Walking across the Charles Bridge
During my last few hours in Prague I was planning to explore Mala Strana, one of the main historical areas on the west side of the river. Crossing the famous Charles Bridge, I passed by the 30 baroque religious statues that line the bridge. My stroll continued past various street artists, painters and souvenir vendors who were displaying their merchandise right on top of this historic river crossing. One of the bridge’s statues had attracted a large crowd of people lining up. I was wondering what the big commotion was all about, so I joined the queue myself. As I moved along I realized that everyone wanted to rub the plaques on the statue of St. John Nepomuk, the Czech martyr saint who was executed in the 14th century when he was thrown into the Vlatava. The plaques have been polished to a shine by the thousands of people hoping for good luck.
Rubbing St. John Nepomuk for good luck
On the west side of the Charles Bridge I had arrived in Mala Strana, which is translated in English as the “Little Quarter” or the “Lesser Quarter”. This part of town was mostly settled by ethnic German residents during the Middle Ages. Mala Strana was created in 1257 when several villages were amalgamated. One of the well-known landmarks in this part of town is the Church of Saint Nicholas, a baroque masterpiece created by the father-and-son team of Christoph and Killian Dientzenhofer. Starting in 1703, this impressive church took almost 60 years to build.
The baroque splendour of the Church of St. Nicholas
Another popular sight in the Little Quarter is the Palace of Albrecht von Wallenstein, a Catholic general who was responsible for a string of victories over the Protestants in the Thirty Years War (1618 to 1648). Wallenstein’s intention was to overshadow even Prague Castle, and to this end the general demolished 25 houses, three gardens and a city gate and built the city’s first baroque palace. Today Wallenstein Palace is home to the Czech senate and can be visited only on weekends.

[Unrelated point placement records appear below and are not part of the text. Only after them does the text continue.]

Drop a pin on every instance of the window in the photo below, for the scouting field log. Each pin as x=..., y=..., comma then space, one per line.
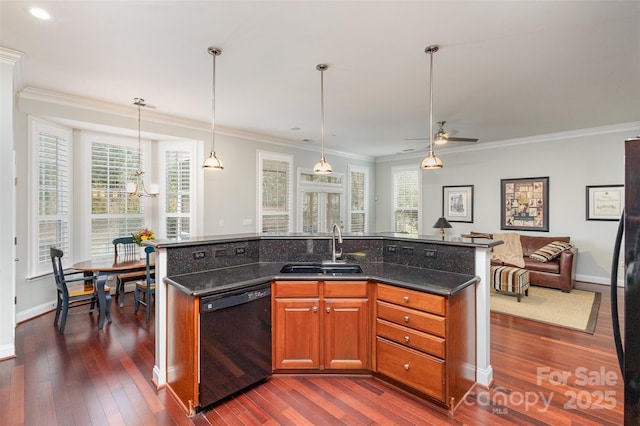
x=320, y=203
x=177, y=207
x=275, y=192
x=358, y=199
x=52, y=196
x=114, y=213
x=406, y=200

Colourful houses in Mala Strana
On cobble-stoned streets I walked southwards to reach another popular attraction in Prague: the funicular railway that has been carrying passengers up Petrin Hill for almost 120 years. Built in 1891 for the Jubilee Exhibition, this inclined railway was closed for almost 20 years in 1965 after a hillside collapsed as a result of coal mining that had taken place here in the 19th century. Finally in 1985 the funicular reopened and continues to be one of Prague’s popular landmarks.
Looking out the funicular as we start climbing Petrin Hill
Having arrived at the top after the 510 metre ride, I exited into the rose garden that surrounds the hilltop station on Petrin Hill. After a quick stroll I arrived at another famous Prague landmark: the Petrin Lookout Tower, essentially a miniature version of the Eiffel Tower which was also built in 1891, two years after the Parisian original. Apart from the height, a key difference between the two structures is that the Petrin Tower has an octagonal cross-section while the Eiffel Tower has a square base. The tower offers a great view of the Prague skyline.
Prague’s unique observation tower
Petrin Hill is covered by a sizeable forest that is criss-crossed by numerous walking paths. A long defensive wall called the Hunger Wall snakes its way through the forest. Originally built from 1360 to 1362, it was part of an extensive fortification system surrounding Prague Castle. The wall was indeed constructed during a period of intense famine, and its construction helped to provide a livelihood for the city’s poor residents.
A gorgeous view towards Prague’s Castle Hill
Once I came out of the forest on a walking path below Strahov Monastery, I sat down on a bench and enjoyed the magnificent view over the City of Prague and Prague Castle. The city was stretching out below the gardens and orchards of Petrin Hill, and the curved ribbon of the Vltava River was glistening in the late afternoon sun.